I hop on a plane and fly out to Colorado and hope that big news stories don’t happen while I’m in the air and getting settled in. Now that I’ve been reminded that news will never wait (and that inevitably there will be two stories)…

It will be extremely difficult for the city council to justify a raise for those that follow them into office next year, despite the best of intentions from Councilor Miriam Witherspoon. While the jobs are part-time, many in this current crop do treat it as full time work. Many would argue however that it as the price of being a public servant – doing the work of the people for a small amount of money and their gratitude.

The pay scale should be reviewed in the near future as there is some discrepancy in relation to what they do and what they receive as compensation. However one look at the financial situation that many of the city’s residents find themselves in suggests that if passed we would most certainly see faces change on the council dais next year as it would prove that our current crop were out of touch with what’s going on around them.
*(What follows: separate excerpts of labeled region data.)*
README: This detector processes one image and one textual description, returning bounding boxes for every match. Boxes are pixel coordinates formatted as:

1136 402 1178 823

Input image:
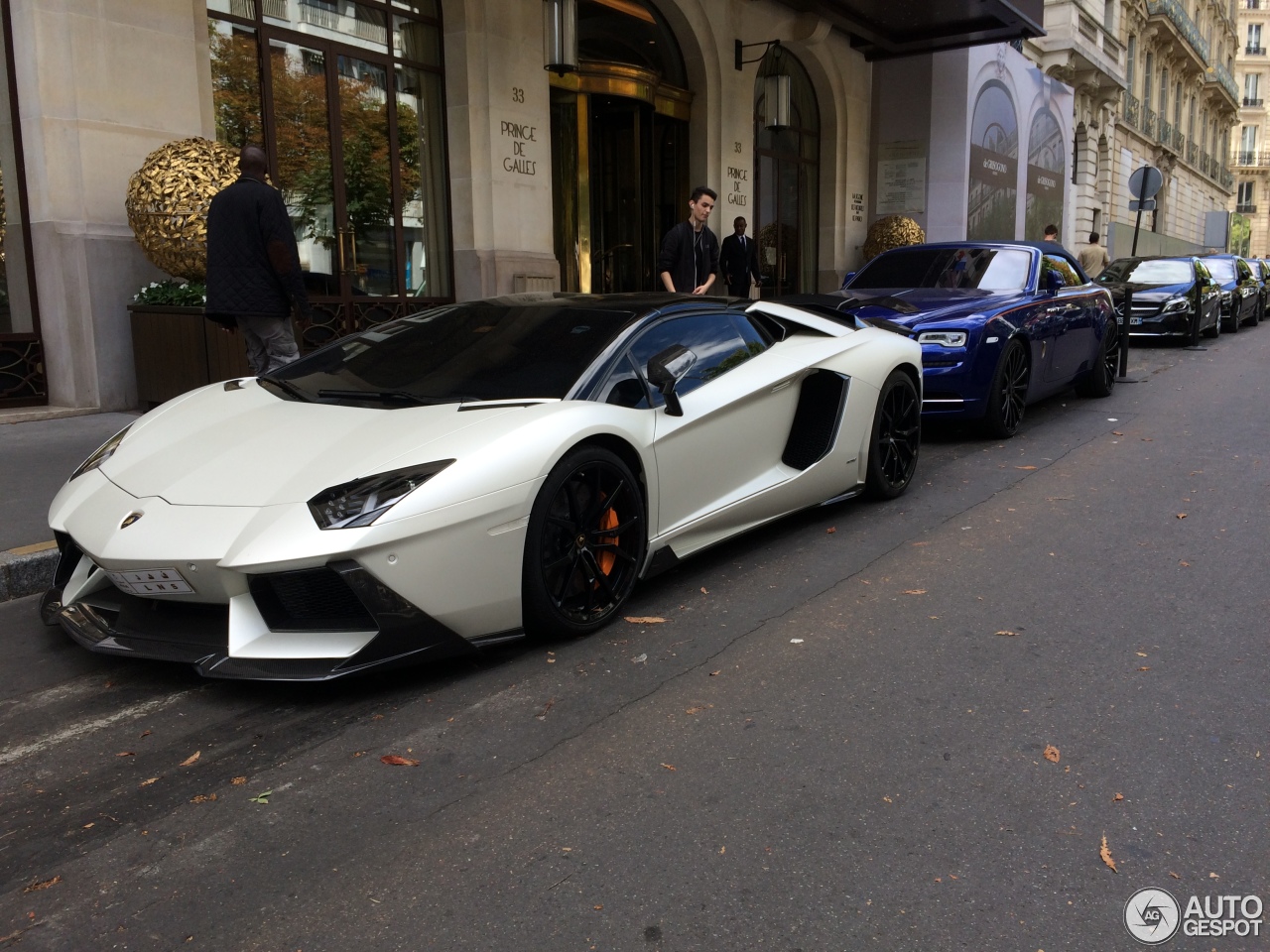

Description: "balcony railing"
1207 62 1239 103
1147 0 1207 62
Councilor (soon to be County Commissioner) William Bell made the point that the council should not be able to increase their salaries. Those are words that should be heeded in this case. If the proposal was allowed to be presented in its current state it would  be extremely difficult to justify that 120% increase to many long time residents, especially those the who are about to watch one of their community’s anchors, albeit one that has been floundering for some time, begin the process of shutting down after 100 years. The two stories are in fact related (yes, they are).

The council should be encouraging the mayor to reach into the bag from which he’s already promised more than $1 billion in funds to find a way to keep Carraway‘s doors open or at least find a company that would be able to take over the hospital and fulfill its current plans for the area.

Before we go any further, we need to make clear the fact that the city has done what it could to try to help the facility stay open. The former Parisian warehouse at Carraway Boulevard and 12th Street North was torn down in June in hopes that a renaissance long promised to the area’s residents was about to be kicked into high gear. That renaissance was tied to a resurgent Carraway.

The pending closure of the facility, despite the “great” opportunity provided by having a piece of property ready for redevelopment (note sarcasm), is a situation that is tied to the current economic crisis but one that needs to be dealt with swiftly. Making sure that people in Birmingham are employed and that we’re continuing to go after the tax revenue that is desperately needed to complete many of the projects on the boards would go a long way towards influencing residents that our city council needs a pay raise, though it would make more sense to deal with such a raise after next year’s elections (perhaps by the voters).

Our city is currently much better off than other larger cities like San Diego, CA and Newark, NJ (two cities that come to mind as I watch an interview on television this morning with both cities’ mayors talking about their financial crises). For the council to reward itself financially for that accomplishment is definitely not the most effective way to demonstrate that fiscal responsibility.

While I’m starting my first day as a Main Street practitioner in more than 18 months about the time that the council will most likely begin to debate this issue, I’ll catch the highlights of the meeting later on today. I’m sure that most of the city will be doing the same to see how the first issue of the 2009 council race shakes out.

André Natta is the managing editor of The Terminal.